The leader of South Korea's top financial regulator says it’s the responsibility of banks to determine whether or not crypto exchanges have sufficient anti-money laundering (AML) systems.
Eun Sung-soo, head of the Financial Services Commission (FSC), reaffirmed the FSC’s position that it’s the responsibility of banks who have partnerships with crypto exchanges to make sure that their partners follow the country’s AML laws.
“The first line of defense in preventing money laundering is the banks,” he said.
Eun made such remarks during a National Policy Committee meeting on July 1. During the meeting, Yun Chang-hyun, a lawmaker with the main opposition People Power Party, criticized the FSC for “passing on their responsibility to banks.”
Yun’s attack stems from the FSC’s way of enforcing the Financial Transactions Reports Act (FTRA), AML legislation that was amended in March 2020 to apply to crypto firms. The FTRA requires exchanges to register with the FSC’s Financial Intelligence Unit (FIU) by Sept. 24, 2021.
In its FTRA enforcement decree, however, the FSC stated that it will not accept registrations from exchanges with fiat on-ramps that haven’t acquired partnerships with commercial banks, making banks the de facto regulators that administer the first step of the registration process.
Exchanges need bank partnerships because the FTRA requires all exchanges with fiat on-ramps to have their users to register under their real names and link their personal bank accounts.
(Up until now, users were allowed to register under various usernames and deposit cash into an exchange’s company account to purchase intra-platform credits that could be used to purchase crypto. These company accounts are referred to as “hive accounts” because a single account houses multiple users. The updated FTRA bans exchanges from using hive accounts.)
“The FSC and the FIU are the financial institutions that exchanges have to register with, but the first phase of the registration process is being administered by the banks,” Yun said.

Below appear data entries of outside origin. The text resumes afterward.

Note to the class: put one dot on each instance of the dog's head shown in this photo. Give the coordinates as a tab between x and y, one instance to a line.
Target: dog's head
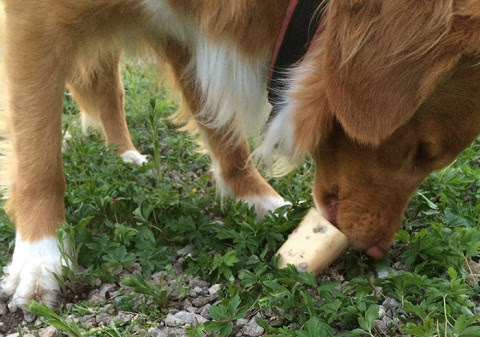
388	93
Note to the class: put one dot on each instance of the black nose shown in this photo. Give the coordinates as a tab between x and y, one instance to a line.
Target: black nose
330	202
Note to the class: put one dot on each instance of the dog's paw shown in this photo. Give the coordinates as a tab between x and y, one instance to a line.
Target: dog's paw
264	204
30	276
134	157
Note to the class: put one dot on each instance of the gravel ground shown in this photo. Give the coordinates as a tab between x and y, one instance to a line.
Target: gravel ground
191	309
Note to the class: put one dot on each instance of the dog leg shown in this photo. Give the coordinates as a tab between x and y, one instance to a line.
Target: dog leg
235	172
36	76
100	95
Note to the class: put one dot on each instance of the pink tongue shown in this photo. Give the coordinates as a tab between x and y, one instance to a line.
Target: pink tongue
376	252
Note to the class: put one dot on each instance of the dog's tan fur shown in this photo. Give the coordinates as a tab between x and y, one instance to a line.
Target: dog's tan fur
388	93
393	94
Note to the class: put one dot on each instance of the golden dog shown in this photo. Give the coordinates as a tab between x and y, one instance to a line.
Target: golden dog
386	94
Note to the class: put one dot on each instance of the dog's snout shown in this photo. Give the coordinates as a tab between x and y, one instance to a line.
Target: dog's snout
330	203
377	252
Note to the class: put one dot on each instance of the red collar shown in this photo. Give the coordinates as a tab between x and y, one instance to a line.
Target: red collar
303	21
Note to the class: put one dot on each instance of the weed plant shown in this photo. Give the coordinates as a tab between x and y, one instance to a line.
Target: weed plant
119	215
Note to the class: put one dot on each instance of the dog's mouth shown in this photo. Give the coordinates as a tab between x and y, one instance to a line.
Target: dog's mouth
330	206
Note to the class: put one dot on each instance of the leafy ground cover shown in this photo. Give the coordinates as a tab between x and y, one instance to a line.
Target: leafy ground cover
160	236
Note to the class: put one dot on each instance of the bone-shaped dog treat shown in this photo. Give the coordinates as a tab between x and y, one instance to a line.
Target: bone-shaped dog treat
313	245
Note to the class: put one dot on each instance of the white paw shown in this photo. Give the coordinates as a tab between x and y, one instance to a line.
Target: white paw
30	275
263	204
134	157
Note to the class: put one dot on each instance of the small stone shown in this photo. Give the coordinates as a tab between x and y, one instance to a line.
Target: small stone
48	332
253	329
200	319
390	304
176	333
154	332
123	317
382	273
381	311
87	320
104	319
187	304
135	268
185	251
195	291
202	300
96	298
106	288
213	290
29	317
181	318
3	309
191	309
242	322
199	283
205	312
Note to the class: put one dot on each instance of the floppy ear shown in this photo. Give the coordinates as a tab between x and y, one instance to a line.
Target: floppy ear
383	58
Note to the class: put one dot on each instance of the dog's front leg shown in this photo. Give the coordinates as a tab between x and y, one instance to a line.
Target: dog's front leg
35	70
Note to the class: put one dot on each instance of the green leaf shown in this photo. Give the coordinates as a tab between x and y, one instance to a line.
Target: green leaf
219	312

“Financial regulators are basically outsourcing the grunt administrative work to banks, and the banks themselves are struggling with this process,” he added.

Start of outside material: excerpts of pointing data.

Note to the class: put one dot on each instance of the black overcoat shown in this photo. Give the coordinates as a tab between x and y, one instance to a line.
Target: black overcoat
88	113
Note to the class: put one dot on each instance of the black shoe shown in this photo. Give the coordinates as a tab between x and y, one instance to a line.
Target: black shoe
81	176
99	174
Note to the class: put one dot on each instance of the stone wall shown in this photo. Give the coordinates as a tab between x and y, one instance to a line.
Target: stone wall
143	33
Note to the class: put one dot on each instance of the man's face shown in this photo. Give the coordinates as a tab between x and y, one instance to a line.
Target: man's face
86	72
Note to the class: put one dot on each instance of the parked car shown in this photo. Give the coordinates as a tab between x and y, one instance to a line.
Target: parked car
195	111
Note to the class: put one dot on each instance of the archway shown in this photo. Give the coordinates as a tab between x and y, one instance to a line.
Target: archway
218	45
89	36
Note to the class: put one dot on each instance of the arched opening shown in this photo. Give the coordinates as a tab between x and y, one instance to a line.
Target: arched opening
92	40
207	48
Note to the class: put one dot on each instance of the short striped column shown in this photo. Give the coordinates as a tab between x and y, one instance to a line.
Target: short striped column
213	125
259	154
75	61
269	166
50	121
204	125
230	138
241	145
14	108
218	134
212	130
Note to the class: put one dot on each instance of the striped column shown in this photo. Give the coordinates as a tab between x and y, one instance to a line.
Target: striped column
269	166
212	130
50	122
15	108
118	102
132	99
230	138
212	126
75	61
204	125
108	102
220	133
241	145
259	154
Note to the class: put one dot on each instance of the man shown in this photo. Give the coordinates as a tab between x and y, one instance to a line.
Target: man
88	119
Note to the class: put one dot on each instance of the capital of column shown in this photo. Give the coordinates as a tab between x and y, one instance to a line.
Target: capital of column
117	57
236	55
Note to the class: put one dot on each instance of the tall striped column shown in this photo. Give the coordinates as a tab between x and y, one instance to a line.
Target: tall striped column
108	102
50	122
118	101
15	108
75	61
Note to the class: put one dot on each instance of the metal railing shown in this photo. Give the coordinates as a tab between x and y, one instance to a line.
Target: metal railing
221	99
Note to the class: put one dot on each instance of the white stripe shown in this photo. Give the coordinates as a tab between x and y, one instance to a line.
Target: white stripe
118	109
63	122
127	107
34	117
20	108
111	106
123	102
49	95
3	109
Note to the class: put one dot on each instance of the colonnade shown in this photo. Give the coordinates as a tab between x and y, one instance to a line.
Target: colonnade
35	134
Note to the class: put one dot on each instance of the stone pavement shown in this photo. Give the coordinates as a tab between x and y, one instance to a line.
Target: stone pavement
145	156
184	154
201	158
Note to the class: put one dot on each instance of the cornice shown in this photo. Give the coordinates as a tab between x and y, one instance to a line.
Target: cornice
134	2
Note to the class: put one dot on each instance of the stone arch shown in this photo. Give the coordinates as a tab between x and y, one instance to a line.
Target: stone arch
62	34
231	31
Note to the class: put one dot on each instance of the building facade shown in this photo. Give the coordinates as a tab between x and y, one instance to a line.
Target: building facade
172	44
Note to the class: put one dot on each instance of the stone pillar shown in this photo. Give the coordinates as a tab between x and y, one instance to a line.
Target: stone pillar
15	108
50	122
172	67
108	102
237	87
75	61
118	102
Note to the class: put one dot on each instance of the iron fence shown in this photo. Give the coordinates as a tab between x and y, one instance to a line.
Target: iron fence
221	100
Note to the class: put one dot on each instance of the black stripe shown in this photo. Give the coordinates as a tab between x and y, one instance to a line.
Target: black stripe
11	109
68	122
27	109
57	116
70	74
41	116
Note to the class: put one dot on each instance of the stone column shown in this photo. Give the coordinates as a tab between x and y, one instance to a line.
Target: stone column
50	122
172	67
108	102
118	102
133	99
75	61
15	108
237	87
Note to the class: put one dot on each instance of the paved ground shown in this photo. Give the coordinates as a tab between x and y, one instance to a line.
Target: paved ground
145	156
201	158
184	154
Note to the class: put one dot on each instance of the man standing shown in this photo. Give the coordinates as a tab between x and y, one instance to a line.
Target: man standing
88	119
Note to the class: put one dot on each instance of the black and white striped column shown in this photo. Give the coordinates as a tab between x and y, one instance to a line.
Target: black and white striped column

The FTRA requires banks to report any suspicious activity from crypto exchanges to the FIU. This puts them in a tricky situation. Let’s say a crypto exchange engages in shady activity that violates AML laws, is linked to a pump-and-dump scheme, or lists a token project that is convicted of fraud. Let’s say the exchange’s bank partner failed to detect such shady activity beforehand and therefore fails to report it to the FIU. The FSC would essentially hold said bank responsible and levy a penalty.
This burden is the reason why banks have been so hesitant to partner with crypto exchanges.
Banks have similar AML responsibilities when it comes to cash transfers
In defense of the FSC, Eun pointed out that banks already have a similar responsibility when it comes to cash transactions and transfers. For instance, banks are required to report all transactions that amount to over 10 million won ($8,830) to the FIU. If a transaction is later linked to money laundering or illegal finance and it turns out that the bank that facilitated the transaction didn’t report it, the bank will be punished.
“It’s up to the banks to judge whether or not they can handle the extra work that comes with partnering with a virtual asset exchange. It’s not the FSC’s responsibility to make that decision for them.” Eun said.
“If they can’t even do that, they shouldn’t be in the banking business.”
Only four exchanges -- Bithumb, Upbit, Korbit and Coinone -- currently have bank partnerships, but their contracts need to be renewed. South Korean banks are currently reviewing their partnerships with banks to determine whether or not they’ll continue their contracts past Sept. 24. If an exchange fails to secure a bank partnership, then it’s not even eligible for FIU registration, which makes the process that much more simpler for the FSC.